Patients would also see real out-of-pocket savings though a redesign of Medicare’s prescription drug benefit, known as “Part D.” Currently, in a basic Medicare Part D plan, patients pay 100% of their drug costs up to $415, then they are responsible for 25%-37% of their drug costs up to a “catastrophic cap” and then 5% of costs thereafter, without limit.



The Senate Finance bill would streamline this arrangement for patients and, importantly, impose a hard cap on out-of-pocket costs above $3,100. This provision would provide Medicare beneficiaries with peace of mind, knowing that they will not be exposed to potentially ruinous out-of-pocket costs for prescription drugs.



It will also incentivize insurance plans to negotiate harder with drug companies as insurance plans would be responsible for 60% of the cost for drugs above that $3,100 cap (drug manufacturers and Medicare will each pay 20%). In addition to the savings from the limits on price hikes, the CBO estimates that patients would save $20 billion in out-of-pocket costs.



The pharmaceutical industry is working hard to kill this bill. As one of the bill’s cosponsors recently said, “you’ve got the pharmaceutical lobby all over Capitol Hill buttonholing senators, telling them that if they do anything to hold down prices for consumers and taxpayers, that that’s going to be the end of Western civilization.”



The fact of the matter is that Big Pharma rakes in the highest profit margins in the health care sector, with 12 companies making $29 billion in profits in just the first quarter of 2019 alone. Neither the public outcry over drug pricing nor the outrage from elected officials has dampened drug makers’ enthusiasm for never-ending price hikes.



As Health and Human Services Secretary Alex Azar testified during a Congressional hearing, “I don’t know that there is any drug price of a branded product that has ever gone down from any company on any drug in the United States.” The debate over drug prices over the last three years has borne that out, and so it falls to Congress to change the laws that allow and incentivize drug companies to continue raising their prices.

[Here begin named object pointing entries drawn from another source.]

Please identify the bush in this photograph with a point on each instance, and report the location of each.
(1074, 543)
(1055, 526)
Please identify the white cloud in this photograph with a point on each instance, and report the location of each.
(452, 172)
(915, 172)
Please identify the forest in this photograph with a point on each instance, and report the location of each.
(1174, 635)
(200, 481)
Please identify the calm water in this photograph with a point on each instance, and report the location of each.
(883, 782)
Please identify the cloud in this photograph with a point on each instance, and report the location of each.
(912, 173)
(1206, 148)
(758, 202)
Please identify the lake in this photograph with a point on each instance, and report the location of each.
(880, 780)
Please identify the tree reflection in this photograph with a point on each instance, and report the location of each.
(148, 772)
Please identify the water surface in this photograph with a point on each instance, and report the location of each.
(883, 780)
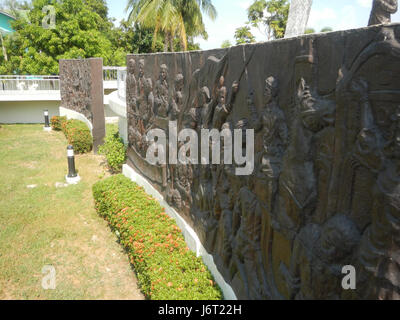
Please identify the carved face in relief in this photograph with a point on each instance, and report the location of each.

There is no single policy change that will solve the drug pricing crisis in the United States. But the Senate Finance Committee’s legislation is one of the most significant efforts that lawmakers have made to provide relief to the millions of patients who cannot afford the prescription drugs they need.



But it’s not just good policy, it’s good politics. With Democratic enthusiasm though the roof, Republicans will face a tough test in the coming election cycle. Survey research shows that drug prices are consistently one of the very most important issues on voters’ minds, and delivering a win on that issue for endangered incumbents will go a long way towards securing a Republican majority in the Senate. Senator McConnell should resist the powerful drug lobby’s efforts to weaken or kill this bill and bring it to the floor for a vote when Congress returns in the fall.